Postscript in early 2022: the book was privately published as Forbidden Food in 2017. At about the same time and obviously coincidentally, I had symptoms of and was treated by an interventionist cardiologist with a “stent” for 95% blockage of one of my coronary arteries. That blockage could have killed me but I’ve been just fine ever since. I was quite surprised that the experienced academic cardiologist who treated me and whom I’ve been seeing every six months or so since the stent has never mentioned diet. I’m sure it’s another coincidence that the most important experts in heart disease quit believing that fat, salt, and sugar are killing us and John published his book. But forgive me if I quietly high-five over that one.
I just finished reading “Sugar, Fat and Salt” by Michael Moss (it is regarding the food industry and their use of the three ingredients). Your book should be an interesting counter argument.
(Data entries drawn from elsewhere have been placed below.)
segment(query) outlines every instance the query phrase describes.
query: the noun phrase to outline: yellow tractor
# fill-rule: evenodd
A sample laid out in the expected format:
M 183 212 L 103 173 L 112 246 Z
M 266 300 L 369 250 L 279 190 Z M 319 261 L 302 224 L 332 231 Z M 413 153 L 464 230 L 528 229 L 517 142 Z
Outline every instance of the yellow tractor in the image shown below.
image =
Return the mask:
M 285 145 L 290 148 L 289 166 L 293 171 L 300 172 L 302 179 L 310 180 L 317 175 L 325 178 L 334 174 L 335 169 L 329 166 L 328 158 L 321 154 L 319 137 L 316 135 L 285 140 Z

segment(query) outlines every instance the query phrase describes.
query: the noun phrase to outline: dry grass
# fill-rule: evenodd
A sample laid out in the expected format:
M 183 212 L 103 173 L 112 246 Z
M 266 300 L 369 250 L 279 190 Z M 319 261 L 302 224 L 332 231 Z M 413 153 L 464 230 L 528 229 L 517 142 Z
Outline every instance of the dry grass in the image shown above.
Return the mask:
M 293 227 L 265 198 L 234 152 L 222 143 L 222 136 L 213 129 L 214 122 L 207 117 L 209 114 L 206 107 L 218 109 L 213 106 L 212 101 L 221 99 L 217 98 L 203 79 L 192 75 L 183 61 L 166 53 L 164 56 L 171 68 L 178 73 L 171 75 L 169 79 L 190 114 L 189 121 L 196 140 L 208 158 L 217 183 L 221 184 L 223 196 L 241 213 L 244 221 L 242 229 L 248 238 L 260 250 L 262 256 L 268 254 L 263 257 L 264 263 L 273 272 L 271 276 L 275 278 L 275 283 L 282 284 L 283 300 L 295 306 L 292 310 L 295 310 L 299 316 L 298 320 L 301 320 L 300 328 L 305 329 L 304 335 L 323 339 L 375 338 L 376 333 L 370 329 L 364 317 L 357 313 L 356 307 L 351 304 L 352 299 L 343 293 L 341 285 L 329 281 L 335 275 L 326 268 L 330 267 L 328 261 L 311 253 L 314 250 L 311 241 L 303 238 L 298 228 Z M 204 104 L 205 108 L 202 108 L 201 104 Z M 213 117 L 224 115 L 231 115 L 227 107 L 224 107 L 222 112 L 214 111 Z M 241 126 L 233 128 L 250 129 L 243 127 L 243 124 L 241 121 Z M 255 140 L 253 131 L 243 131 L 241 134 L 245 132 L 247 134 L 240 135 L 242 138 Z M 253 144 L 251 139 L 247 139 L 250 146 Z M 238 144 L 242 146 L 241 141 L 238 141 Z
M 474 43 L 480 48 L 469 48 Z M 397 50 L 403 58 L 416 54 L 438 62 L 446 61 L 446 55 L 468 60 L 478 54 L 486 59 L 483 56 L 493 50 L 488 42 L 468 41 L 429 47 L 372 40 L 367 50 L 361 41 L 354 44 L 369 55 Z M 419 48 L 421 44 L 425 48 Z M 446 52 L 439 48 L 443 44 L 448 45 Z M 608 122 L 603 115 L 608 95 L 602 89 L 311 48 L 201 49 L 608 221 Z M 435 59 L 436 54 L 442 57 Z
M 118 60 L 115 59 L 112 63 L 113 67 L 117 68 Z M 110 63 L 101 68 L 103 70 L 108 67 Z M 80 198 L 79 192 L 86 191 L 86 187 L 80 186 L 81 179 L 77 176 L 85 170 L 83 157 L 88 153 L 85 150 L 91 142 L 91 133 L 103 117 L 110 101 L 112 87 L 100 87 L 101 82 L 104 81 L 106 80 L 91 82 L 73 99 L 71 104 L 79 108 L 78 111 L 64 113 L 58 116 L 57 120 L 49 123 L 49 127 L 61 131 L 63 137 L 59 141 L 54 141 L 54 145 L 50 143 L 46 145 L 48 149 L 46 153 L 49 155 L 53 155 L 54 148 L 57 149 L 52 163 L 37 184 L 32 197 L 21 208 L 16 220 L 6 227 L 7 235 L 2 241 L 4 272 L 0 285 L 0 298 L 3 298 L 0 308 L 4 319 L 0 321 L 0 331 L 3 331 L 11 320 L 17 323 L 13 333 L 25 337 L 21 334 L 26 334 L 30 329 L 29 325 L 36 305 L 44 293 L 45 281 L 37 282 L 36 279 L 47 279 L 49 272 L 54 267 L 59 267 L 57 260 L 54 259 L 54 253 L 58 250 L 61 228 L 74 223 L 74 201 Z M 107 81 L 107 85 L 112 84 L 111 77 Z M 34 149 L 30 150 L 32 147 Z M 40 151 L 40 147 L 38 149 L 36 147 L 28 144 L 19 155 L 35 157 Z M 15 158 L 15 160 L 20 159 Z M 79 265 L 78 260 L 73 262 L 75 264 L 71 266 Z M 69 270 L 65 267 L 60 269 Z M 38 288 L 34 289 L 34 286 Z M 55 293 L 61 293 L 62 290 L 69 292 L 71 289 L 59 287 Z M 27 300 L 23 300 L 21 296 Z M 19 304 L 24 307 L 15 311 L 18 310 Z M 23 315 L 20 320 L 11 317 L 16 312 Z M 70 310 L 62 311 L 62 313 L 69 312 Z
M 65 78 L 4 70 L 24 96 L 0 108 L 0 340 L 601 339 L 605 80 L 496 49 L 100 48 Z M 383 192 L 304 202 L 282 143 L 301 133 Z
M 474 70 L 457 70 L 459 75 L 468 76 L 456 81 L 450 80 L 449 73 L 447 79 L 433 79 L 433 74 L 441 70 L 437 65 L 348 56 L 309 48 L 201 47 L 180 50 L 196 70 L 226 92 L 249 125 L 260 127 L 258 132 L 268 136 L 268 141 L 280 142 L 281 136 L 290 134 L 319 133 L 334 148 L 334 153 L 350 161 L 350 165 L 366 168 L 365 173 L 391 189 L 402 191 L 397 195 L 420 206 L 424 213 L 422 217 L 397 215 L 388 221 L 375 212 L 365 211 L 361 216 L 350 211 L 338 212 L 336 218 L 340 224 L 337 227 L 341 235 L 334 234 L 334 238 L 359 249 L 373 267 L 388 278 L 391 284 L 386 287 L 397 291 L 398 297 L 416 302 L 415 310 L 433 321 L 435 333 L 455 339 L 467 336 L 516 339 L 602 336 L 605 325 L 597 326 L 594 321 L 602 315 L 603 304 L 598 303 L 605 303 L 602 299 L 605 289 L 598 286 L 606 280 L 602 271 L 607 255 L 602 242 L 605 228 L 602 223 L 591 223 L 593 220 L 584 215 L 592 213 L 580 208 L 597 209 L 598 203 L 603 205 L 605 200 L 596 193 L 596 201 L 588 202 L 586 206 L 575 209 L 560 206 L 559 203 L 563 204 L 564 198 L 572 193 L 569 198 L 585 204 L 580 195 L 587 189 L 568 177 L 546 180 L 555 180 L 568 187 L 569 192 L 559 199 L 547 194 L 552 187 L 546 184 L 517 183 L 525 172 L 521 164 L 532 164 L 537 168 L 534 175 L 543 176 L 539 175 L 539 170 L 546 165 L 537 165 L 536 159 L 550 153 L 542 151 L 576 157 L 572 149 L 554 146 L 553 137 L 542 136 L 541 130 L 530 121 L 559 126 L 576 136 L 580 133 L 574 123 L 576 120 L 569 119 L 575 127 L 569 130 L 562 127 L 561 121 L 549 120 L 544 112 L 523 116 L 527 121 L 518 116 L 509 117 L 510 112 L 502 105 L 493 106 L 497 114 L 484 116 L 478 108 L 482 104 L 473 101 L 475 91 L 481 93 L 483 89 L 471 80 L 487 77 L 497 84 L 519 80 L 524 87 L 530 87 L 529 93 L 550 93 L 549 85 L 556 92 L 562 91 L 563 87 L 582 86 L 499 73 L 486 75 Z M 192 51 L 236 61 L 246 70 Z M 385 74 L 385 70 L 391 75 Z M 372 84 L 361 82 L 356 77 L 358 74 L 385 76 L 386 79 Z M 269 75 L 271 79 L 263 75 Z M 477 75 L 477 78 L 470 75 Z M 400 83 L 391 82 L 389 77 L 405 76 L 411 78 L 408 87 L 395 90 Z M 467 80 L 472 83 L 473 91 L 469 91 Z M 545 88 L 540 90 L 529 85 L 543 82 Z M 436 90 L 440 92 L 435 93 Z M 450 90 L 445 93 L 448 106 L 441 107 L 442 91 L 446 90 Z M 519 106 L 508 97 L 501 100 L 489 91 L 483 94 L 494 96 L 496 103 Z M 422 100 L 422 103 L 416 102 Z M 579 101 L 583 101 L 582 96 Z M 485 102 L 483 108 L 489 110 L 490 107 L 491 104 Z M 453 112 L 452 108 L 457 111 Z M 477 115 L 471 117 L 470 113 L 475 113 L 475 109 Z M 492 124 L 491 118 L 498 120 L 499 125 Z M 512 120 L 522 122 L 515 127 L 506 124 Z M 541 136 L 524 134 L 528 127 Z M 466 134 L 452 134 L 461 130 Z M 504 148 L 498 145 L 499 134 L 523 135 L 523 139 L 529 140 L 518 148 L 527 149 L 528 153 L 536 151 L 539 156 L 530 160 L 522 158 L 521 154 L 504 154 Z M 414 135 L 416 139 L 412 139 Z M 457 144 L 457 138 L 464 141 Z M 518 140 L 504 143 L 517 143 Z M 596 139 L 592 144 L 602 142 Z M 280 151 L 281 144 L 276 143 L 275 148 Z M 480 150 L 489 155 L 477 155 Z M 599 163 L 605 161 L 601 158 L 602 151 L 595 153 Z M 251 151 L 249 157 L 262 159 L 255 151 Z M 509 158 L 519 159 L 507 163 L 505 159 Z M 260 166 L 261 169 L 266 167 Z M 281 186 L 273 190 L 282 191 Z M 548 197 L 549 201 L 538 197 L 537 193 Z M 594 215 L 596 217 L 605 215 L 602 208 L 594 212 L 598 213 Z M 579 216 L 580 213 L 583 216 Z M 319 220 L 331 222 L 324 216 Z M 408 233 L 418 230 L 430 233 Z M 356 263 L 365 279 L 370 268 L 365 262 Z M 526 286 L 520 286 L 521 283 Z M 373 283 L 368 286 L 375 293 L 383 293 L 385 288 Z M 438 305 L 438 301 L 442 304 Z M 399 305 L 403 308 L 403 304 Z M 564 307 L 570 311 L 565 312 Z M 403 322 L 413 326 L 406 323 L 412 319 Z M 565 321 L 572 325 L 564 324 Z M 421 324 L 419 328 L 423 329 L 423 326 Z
As for “healthy eating” I’ll share something that happened to me. I was at a Community Kitchen and the other participants were really into the organic, uber-health stuff. After having my fill of braised tofu, quinoa salad and the like (all of which was lovely, but I was really craving BACON!”), it was my turn to suggest a menu. I kept with the healthy theme for the entree, but suggested that we make something sinful and chocolate for dessert. The health nuts hijacked my menu and insisted on making a chocolate pie with an avacodo base (because it’s a “healthy fat”). I actually laughed out loud and made a gagging motion (I swear, this time I thought they really were joking…. they weren’t…..)
Needless to say, I have moved from Community Kitchens. A friend and I get together once a week and cook together (sharing our own recipes and stuff we pick up from the Food Network, recipes on the ‘net, stuff we have in restaurants, etc). We use bacon fat and whole milk. We have bread, meat, cheese, etc. We even have quinoa once in a while (cause we like it – not because it is “healthy” per se).
It’s interesting though – like Judith, who commented above me – I have been happier and have lost some weight. Maybe BACON! isn’t so bad after all…
Anyways, look forward to the book when it is released.
I am really looking forward to reading this book. ‘Diets’ just make me miserable: mentally and digestibly. I have noticed that in years when I have been happy my clothes got looser.
My wise father told me often that to lose weight I needed to exercise, not eat less.